Según los que aseguran haberlo visto, el aspecto del lepracaun es el de un anciano bonachón, de unos 30 a 60 crn de estatura, cuerpo rechoncho, piernas cortas y chuecas, una barba blanca no muy tupida, piel cetrina y una nariz rojiza y granulada que denota al bebedor empedernido. Sus ropas son muy características, pues cubre su cabeza con un espectacular tricornio de color morado, viste una especie de chaqueta verde y un delantal de cuero, símbolo de su oficio. Sus zapatos, siempre impecables, lucen dos grandes hebillas de plata sobre los empeines.
De acuerdo con las leyendas más antiguas, el lepracaun es el zapatero de las hadas de alcurnia, e instala su taller móvil de remendón entre las raices de un roble, debajo de las plantas de un cerco o seto tupido, o entre las ruinas de una vieja fortaleza celta.
La otra ocupación fundamental de los lepracauns es la de recolectar y esconder celosamente grandes tesoros, principalmente en monedas de oro, aunque no desdeñan tampoco las joyas y las piedras preciosas, que entierran u ocultan en lugares inaccesibles para los seres humanos. Para ellos estos tesoros son sagrados y no acceden a compartirlos con los hombres, excepto en algunas ocasiones en que éstos hayan sido amables con ellos o les hayan hecho algún favor.

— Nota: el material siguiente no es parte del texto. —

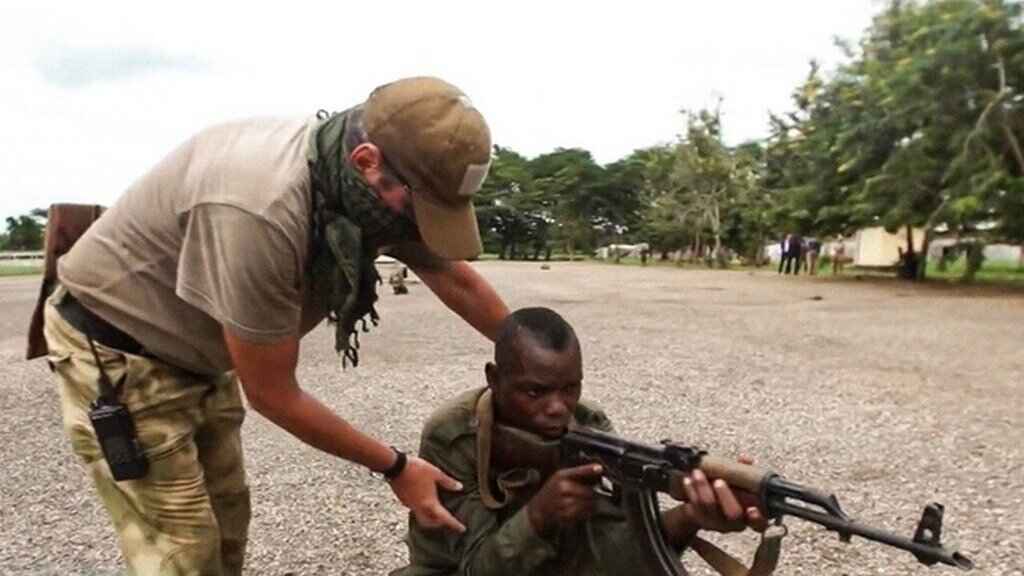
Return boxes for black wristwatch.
[381,446,409,481]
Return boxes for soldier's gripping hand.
[682,457,768,532]
[389,456,466,534]
[526,464,602,537]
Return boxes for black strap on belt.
[57,292,147,356]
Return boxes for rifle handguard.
[699,454,775,497]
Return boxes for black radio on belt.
[89,393,150,482]
[89,338,150,482]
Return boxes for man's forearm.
[249,384,395,470]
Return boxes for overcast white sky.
[0,0,880,225]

Sin embargo, la mayoría de las veces las cosas no resultan tan fáciles para los humanos, especialmente si tratan de despojarlos por la fuerza. Una historia recogida en la región de Tipperary, provincia de Leinster, demuestra la astucia a que puede recurrir un lepracaun para burlar a los ladrones:
Se cuenta que, en una oportunidad en que Patrick McEntyre se encontraba merodeando por el bosque, en busca de conejos y otras presas, se encontró con un lurigadaun (que así es como los llaman por allí) sentado entre las raíces de un roble, martilleando atareadamente un zapato. Conforme a la costumbre, que indica que sólo se podrá atrapar a un duende si uno lo ve primero, el joven se fue acercando sigilosamente, hasta que pudo atrapar al pobre duende y retenerlo entre sus brazos, mientras le decía:
—¡No te soltaré hasta que me entregues parte de tus riquezas!
A pesar de la amenaza, el lurigadaun continuó forcejeando hasta que, agotado, trató de llegara un acuerdo:
—Está bien, te daré lo que me pides -dijo a Patrick-. Si cavas debajo de aquel manzano silvestre -agregó, señalando uno que crecía en medio de otro centenar de árboles iguales- encontrarás una olla llena de monedas de oro.
Lamentando no haber llevado una pala consigo, el joven ató fuertemente al duende a una de las raíces del viejo roble y rodeó con uno de sus tiradores rojos el manzano que el lurigadaun le había señalado, tras lo cual corrió a su casa en busca de una herramienta para cavar. Sin embargo, cuando volvió al lugar donde había dejado sujeto al duende se dio cuenta de que no sólo éste había desaparecido, ¡sino que todo el centenar de manzanos iguales tenía atado alrededor de su tronco un tirador rojo, exactamente igual al suyo!